Some food investments are not delivering the returns they promised, so investors are now looking for alternatives. In the last few years, many VC-funded “virtual chefs” such as Maple, Sprig, and most recently Munchery have failed to deliver on their promises. There have been some major failures in the meal kit market. Blue Apron was the first company to be listed on the public stock exchange, but it lost its listing risk a year later, when it dropped below $1 per share. On June 2017, the company’s debut was at $10 per share and had a market capital of almost $2 billion. Its market value dropped to $18 million when it traded below $1 per share in December.

Greycroft partner Ian Sigalow, co-founder of Greycroft, was an investor in Plated meal kit company when many players were entering the market. He stated that the company’s decline was due to “dramatic overinvestment by venture capitalists or entrepreneurs”. Customers also had to learn how to use a scheduled delivery and still prepare the meals themselves.

Plated is aware of this obstacle to entry and is working to find other ways to reach more customers.
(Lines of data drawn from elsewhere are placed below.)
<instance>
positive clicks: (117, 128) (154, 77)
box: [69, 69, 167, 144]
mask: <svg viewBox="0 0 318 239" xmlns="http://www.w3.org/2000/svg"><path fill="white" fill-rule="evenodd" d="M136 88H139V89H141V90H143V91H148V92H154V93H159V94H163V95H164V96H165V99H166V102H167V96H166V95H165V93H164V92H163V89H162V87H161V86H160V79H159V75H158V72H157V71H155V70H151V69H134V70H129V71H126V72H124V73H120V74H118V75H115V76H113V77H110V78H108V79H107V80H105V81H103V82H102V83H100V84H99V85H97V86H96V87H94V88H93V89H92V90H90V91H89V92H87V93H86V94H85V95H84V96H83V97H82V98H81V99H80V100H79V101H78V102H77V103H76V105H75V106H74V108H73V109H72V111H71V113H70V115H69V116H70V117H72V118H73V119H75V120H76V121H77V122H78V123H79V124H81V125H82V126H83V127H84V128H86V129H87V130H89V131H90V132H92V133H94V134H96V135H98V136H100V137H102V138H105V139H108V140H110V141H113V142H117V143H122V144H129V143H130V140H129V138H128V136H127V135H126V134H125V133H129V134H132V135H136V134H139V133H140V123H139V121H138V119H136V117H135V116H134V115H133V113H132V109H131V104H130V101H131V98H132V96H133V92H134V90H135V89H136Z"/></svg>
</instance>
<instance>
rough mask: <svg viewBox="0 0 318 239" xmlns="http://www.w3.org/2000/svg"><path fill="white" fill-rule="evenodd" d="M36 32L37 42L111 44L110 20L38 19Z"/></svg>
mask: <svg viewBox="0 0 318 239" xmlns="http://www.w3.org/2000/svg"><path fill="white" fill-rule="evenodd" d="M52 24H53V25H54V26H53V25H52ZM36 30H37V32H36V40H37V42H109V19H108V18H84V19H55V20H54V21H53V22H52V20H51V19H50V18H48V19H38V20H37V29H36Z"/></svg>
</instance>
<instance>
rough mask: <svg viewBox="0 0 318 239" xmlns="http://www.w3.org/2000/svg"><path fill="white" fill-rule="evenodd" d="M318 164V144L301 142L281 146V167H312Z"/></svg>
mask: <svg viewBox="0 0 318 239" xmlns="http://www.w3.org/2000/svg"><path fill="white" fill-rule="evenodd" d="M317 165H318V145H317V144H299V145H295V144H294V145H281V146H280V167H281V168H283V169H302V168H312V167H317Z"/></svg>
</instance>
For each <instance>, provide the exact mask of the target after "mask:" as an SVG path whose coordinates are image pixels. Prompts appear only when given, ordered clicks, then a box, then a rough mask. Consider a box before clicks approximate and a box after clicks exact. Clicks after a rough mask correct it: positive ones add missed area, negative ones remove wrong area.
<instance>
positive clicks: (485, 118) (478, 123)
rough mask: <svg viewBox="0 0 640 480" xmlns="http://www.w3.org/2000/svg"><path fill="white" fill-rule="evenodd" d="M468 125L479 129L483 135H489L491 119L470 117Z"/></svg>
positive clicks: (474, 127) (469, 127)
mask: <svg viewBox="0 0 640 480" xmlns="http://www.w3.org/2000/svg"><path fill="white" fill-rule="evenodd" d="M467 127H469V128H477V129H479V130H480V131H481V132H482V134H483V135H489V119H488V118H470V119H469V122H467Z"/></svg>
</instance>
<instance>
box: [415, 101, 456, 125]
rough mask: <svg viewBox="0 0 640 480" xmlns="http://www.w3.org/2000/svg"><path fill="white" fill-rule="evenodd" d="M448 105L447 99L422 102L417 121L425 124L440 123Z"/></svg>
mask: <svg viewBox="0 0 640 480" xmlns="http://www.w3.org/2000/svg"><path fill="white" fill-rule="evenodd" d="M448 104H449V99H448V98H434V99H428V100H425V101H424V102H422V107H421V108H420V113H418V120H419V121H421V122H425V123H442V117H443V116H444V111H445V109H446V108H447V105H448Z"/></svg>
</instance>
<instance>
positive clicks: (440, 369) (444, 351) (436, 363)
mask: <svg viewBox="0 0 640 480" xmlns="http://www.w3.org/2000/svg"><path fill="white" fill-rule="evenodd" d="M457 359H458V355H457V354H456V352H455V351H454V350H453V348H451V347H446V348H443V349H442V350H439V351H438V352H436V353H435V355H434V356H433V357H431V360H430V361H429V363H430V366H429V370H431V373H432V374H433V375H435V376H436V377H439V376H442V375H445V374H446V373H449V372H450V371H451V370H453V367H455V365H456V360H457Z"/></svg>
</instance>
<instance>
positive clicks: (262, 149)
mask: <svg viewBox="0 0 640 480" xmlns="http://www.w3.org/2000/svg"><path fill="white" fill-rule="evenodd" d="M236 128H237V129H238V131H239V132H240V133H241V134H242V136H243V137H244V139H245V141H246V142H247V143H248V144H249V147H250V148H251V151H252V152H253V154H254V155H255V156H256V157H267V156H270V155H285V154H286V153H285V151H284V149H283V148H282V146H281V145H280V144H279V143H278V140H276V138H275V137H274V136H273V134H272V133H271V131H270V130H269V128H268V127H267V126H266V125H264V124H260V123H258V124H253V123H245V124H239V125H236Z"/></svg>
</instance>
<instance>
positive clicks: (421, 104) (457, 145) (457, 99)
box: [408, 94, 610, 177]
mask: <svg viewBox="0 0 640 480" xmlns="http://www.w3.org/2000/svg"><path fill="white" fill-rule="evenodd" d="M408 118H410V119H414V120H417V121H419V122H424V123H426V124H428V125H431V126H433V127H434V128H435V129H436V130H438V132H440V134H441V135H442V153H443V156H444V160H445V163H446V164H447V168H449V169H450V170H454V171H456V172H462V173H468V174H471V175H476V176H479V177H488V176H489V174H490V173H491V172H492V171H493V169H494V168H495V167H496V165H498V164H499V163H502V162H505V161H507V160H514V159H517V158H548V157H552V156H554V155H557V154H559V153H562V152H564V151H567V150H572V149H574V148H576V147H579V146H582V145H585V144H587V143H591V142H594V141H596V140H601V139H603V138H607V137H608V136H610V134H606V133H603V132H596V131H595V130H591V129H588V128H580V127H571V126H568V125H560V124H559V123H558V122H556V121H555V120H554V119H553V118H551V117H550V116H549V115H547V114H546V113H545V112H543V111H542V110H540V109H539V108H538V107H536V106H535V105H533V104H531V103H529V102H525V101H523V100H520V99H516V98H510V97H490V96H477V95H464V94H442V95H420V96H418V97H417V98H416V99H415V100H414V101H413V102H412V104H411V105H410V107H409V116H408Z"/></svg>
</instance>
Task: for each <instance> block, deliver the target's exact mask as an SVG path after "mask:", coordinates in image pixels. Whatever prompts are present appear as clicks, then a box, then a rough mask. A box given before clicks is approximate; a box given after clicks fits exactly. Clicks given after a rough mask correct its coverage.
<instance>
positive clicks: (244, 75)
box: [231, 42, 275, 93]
Co-founder Josh Hix stated that Plated was acquired by Albertson’s grocery chain. It has been trying out premade meals in the store, and is now planning a second version of its meal kit to help customers who don’t have the same routine as a meal-kit. CNBC spoke with Hix, who recently resigned as CEO.
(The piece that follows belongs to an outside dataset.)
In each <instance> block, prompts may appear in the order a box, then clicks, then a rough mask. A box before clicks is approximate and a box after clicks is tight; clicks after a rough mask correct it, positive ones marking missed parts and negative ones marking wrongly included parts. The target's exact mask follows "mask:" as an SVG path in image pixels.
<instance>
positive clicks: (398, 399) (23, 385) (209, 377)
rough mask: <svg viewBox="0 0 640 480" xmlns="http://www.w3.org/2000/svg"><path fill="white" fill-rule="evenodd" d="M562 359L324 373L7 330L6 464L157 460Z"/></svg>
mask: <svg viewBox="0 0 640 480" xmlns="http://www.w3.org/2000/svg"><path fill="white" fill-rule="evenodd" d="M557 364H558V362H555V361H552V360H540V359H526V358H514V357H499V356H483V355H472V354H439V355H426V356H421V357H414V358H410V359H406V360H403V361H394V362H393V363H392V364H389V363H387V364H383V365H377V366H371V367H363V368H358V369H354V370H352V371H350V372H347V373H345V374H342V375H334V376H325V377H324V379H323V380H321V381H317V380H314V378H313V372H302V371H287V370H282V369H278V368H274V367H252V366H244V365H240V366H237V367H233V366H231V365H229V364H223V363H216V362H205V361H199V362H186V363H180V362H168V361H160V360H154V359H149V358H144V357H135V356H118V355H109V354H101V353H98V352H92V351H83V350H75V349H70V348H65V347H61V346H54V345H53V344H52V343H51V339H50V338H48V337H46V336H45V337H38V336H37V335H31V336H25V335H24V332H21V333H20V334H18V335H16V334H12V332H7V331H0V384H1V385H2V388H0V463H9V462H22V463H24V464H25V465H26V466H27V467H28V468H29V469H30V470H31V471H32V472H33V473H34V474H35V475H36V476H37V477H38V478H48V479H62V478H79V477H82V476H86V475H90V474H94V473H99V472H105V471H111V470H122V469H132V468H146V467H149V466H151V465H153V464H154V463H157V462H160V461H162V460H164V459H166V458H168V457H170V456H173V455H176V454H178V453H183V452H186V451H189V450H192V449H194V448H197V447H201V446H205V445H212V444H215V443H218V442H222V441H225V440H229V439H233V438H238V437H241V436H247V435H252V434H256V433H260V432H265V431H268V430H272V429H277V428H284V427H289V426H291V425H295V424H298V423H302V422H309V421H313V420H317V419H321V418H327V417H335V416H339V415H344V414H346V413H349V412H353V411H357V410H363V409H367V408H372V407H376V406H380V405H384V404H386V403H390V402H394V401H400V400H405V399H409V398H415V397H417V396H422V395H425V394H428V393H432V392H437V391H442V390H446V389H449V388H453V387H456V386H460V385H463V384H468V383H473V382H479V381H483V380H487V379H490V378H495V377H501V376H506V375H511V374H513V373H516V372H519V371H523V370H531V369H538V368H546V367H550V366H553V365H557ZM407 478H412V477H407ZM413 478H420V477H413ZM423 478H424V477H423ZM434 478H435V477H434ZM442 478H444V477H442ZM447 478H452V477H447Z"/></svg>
Investors are now focusing their attention on fast-growing areas like delivery apps and meat alternatives.

Spencer Krug, RiverPark Ventures principal, stated that while meal kits are now a less attractive investment option for many investors, there are still pockets of the market that are growing. Krug has previously invested in food and tech companies. He said that delivery, for instance, is still a large market.

A 2018 Statista report on online food delivery found that while delivery restaurant-to-consumer delivery (regardless of platform) is still by far the leading global category, platform-to-consumer delivery is growing faster. The promise of growth attracted $3.5B from venture capitalists to food delivery and grocery delivery services within the first 10 months, according to The Wall Street Journal. This was based on PitchBook data. UberEats, Uber’s Uber app, has also entered this space. The company has heavily promoted the rapid growth of the service. In December, UberEats was available in 165 cities and the company claimed that it was making a profit in almost 40 of these.

Impossible Foods’ vegetarian hamburger is another meat alternative that will be thriving. According to MarketsandMarkets, the market for meat substitutes was valued at $4.63 billion in 2018, and could grow to $6.43 billion by 2023. Beyond Meat, a plant-based burger manufacturer, may be the first to go public as it looks for an IPO.
A moral imperative

Tech investors may be attracted to food because of their conscience more than their pockets. There was a time when social media platforms promised positive social change. Today, tech addiction and privacy scandals have made the impact on pure tech companies a little less clear.

Food on the other side, however, has an evident and indisputable worth.

CNBC interviewed entrepreneurs and investors about their motivations for investing in the food industry. They also stated that they are motivated by the opportunity to grow the market but they are driven by the need to create sustainable options.

It is now more urgent than ever to find solutions for world hunger and to protect the environment. In October, the United Nations’ Intergovernmental Panel on Climate Change released a landmark report that stated the world only has 12 years to make major changes to the global energy infrastructure to prevent major climate crises like famine.

Josh Tetrick, cofounder and CEO at JUST, said that urgency is key to success. “Then you can have more companies in the space,” he added.

Dig Inn is a fast-casual chain that serves bowls of vegetables and protein. Although Dig Inn uses data to improve its kitchens, it still moves slower than its competitors. The company is committed sourcing local ingredients, and being responsible for its environmental impact.

“I believe there are more investors and business people who are saying, “You know what?” Adam Eskin, founder and CEO, stated that they want to do something important.